In Turkey, the sentiment for PP has recovered in the recent days albeit cautiously after sellers gave initial signals of a comparatively firmer stance late last week. “Sellers in the import and domestic markets were in panic to ease their stock pressure and aggressively conceded to lower prices earlier in November. Nevertheless, they are no longer willing to add to their losses and now seeking slightly firmer levels these days,” players stated.

However, the PE market has been mainly indifferent to the improvement in PP as converters are not rushing to buy more than what they basically need. Manufacturers stated, “We are still able to find competitive PE offers in the market, including for domestic cargos, as the year-end lull and the weak Turkish lira remain prominent. However, PP sellers are not calling as frequently as before as they don’t seem to have much stocks left.”

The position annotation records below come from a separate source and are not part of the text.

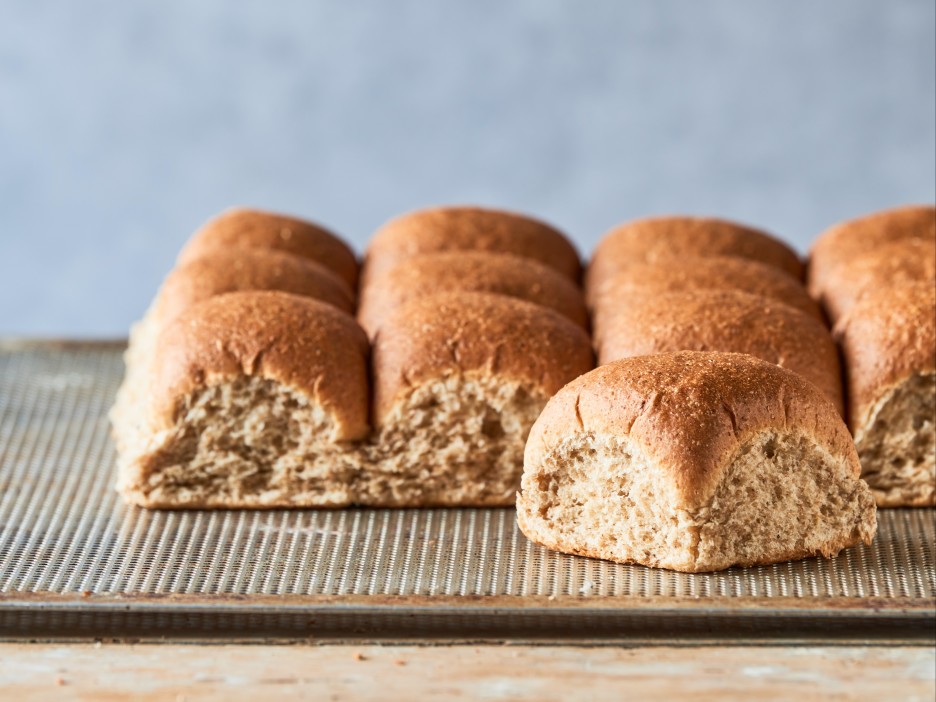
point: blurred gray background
(123, 125)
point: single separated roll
(693, 462)
(841, 244)
(891, 265)
(247, 403)
(469, 271)
(888, 342)
(468, 229)
(243, 228)
(714, 273)
(724, 320)
(660, 239)
(459, 379)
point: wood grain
(250, 672)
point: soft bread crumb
(897, 447)
(247, 443)
(781, 497)
(456, 440)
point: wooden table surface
(103, 672)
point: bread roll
(469, 229)
(248, 403)
(890, 265)
(693, 462)
(459, 379)
(469, 271)
(253, 229)
(843, 242)
(724, 320)
(218, 271)
(888, 342)
(659, 239)
(715, 273)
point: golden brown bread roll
(724, 320)
(248, 403)
(659, 239)
(888, 343)
(255, 229)
(458, 380)
(694, 462)
(469, 271)
(715, 273)
(219, 270)
(887, 266)
(840, 244)
(468, 229)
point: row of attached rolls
(876, 279)
(711, 434)
(250, 384)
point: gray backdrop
(123, 125)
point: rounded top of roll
(844, 241)
(441, 229)
(691, 412)
(309, 346)
(658, 239)
(453, 333)
(724, 320)
(888, 266)
(217, 271)
(887, 337)
(256, 229)
(714, 273)
(470, 271)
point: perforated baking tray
(75, 561)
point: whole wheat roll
(459, 378)
(840, 244)
(249, 401)
(661, 239)
(693, 461)
(469, 271)
(715, 273)
(255, 229)
(725, 320)
(891, 265)
(442, 229)
(888, 342)
(216, 271)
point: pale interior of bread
(247, 442)
(455, 440)
(781, 497)
(897, 444)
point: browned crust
(885, 338)
(666, 238)
(690, 412)
(216, 271)
(724, 320)
(843, 242)
(451, 333)
(255, 229)
(715, 273)
(470, 271)
(891, 265)
(469, 229)
(308, 346)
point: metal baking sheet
(75, 561)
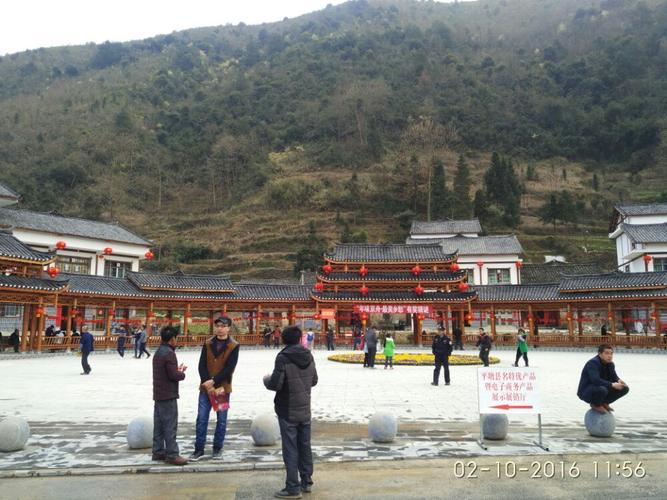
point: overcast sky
(31, 24)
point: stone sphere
(382, 427)
(140, 433)
(599, 424)
(14, 433)
(494, 426)
(265, 430)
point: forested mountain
(353, 118)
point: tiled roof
(642, 209)
(614, 281)
(516, 293)
(646, 233)
(22, 283)
(272, 292)
(58, 224)
(395, 296)
(481, 245)
(446, 227)
(11, 248)
(388, 276)
(6, 192)
(552, 272)
(181, 282)
(389, 253)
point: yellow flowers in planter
(412, 358)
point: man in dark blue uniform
(599, 384)
(442, 349)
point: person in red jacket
(167, 373)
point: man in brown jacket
(217, 362)
(166, 376)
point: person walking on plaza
(143, 340)
(458, 338)
(86, 343)
(388, 351)
(14, 340)
(330, 335)
(293, 376)
(441, 349)
(599, 385)
(484, 344)
(370, 345)
(521, 348)
(166, 376)
(217, 363)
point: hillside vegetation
(249, 149)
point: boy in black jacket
(293, 376)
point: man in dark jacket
(166, 376)
(86, 343)
(484, 344)
(293, 376)
(599, 385)
(441, 349)
(217, 363)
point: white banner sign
(508, 390)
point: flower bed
(411, 358)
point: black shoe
(286, 494)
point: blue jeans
(203, 411)
(297, 454)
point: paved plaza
(78, 423)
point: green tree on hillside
(461, 202)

Traders affirmed, “We are more optimistic about PP for the coming term, whereas it will take a little longer to recover for PE considering discouraging end product markets.”

Likewise, Europe’s PE market has been weighed down by comfortable availability and restricted purchases on part of manufacturers who hold expectations for further discounts. Suppliers had to step back from their rollover requests for November immediately to speed up their slow sales as buyers refrain from building stocks ahead of December, a short month given holidays.

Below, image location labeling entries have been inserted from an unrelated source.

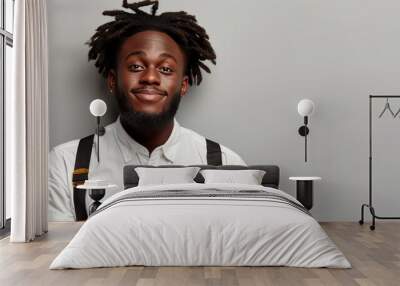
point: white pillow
(162, 176)
(249, 177)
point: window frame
(6, 39)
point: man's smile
(148, 95)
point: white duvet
(200, 231)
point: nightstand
(304, 190)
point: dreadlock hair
(180, 26)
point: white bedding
(181, 231)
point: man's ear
(185, 85)
(111, 81)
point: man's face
(149, 77)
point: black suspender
(80, 174)
(214, 155)
(82, 162)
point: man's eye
(166, 70)
(135, 67)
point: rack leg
(372, 210)
(361, 221)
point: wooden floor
(375, 257)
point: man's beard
(142, 122)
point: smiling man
(149, 61)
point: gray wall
(270, 55)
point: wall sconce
(305, 108)
(98, 108)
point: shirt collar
(129, 147)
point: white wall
(270, 54)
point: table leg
(304, 193)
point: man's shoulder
(230, 157)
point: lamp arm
(98, 138)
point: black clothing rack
(369, 205)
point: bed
(201, 224)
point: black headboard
(270, 179)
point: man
(149, 62)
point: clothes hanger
(397, 113)
(387, 107)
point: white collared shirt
(117, 149)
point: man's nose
(150, 76)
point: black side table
(304, 190)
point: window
(6, 45)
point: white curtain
(27, 123)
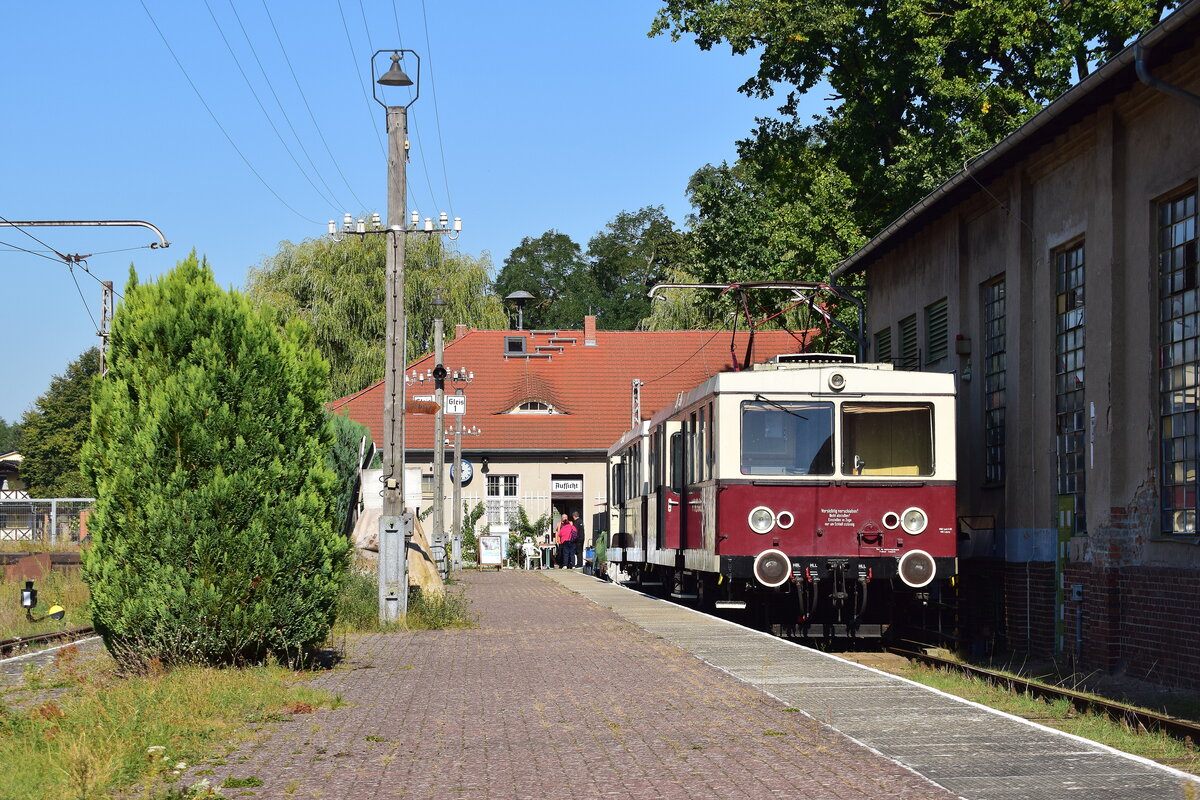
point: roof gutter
(857, 260)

Regional buyers have achieved monthly decreases of up to €70/ton so far in the PE market.

However, relatively smaller decreases have materialized in the PP market across the region. Although sellers tried to remain adamant about their rollover requests, they had to step back. Yet, they agreed that the PP market is not as weak as the PE market.

A distributor in Germany commented, “The downward pressure on PP was not as visible as on PE, which resulted in smaller discounts for PP. As for December, we don’t expect to see major changes in PP prices, but particularly LDPE and LLDPE are likely to remain under pressure from comfortable supplies.”

In Africa, divergent pricing policies emerged for November PP offers with some overseas producers seeking rollovers to slight hikes for the product. Yet, price announcements for PE came mostly lower on the month since comfortable stocks and the year-end slowness were more dominant for this product.

Nigeria’s local producer, ELEME, had large stocks of PE in November, which forced them to apply rollovers while they applied increases on PP grades. In the import market, the weakness of the PE market was more obvious as Middle Eastern offers suggested monthly decreases of up to $70/ton.

A converter in Kenya, who received PE offers $40/ton lower and stable PP offers for November from a Saudi major, opined, “Supplies are ample while buyers are limiting their purchasing quantities in response to slow end business. We project a stable to soft over the short-term.”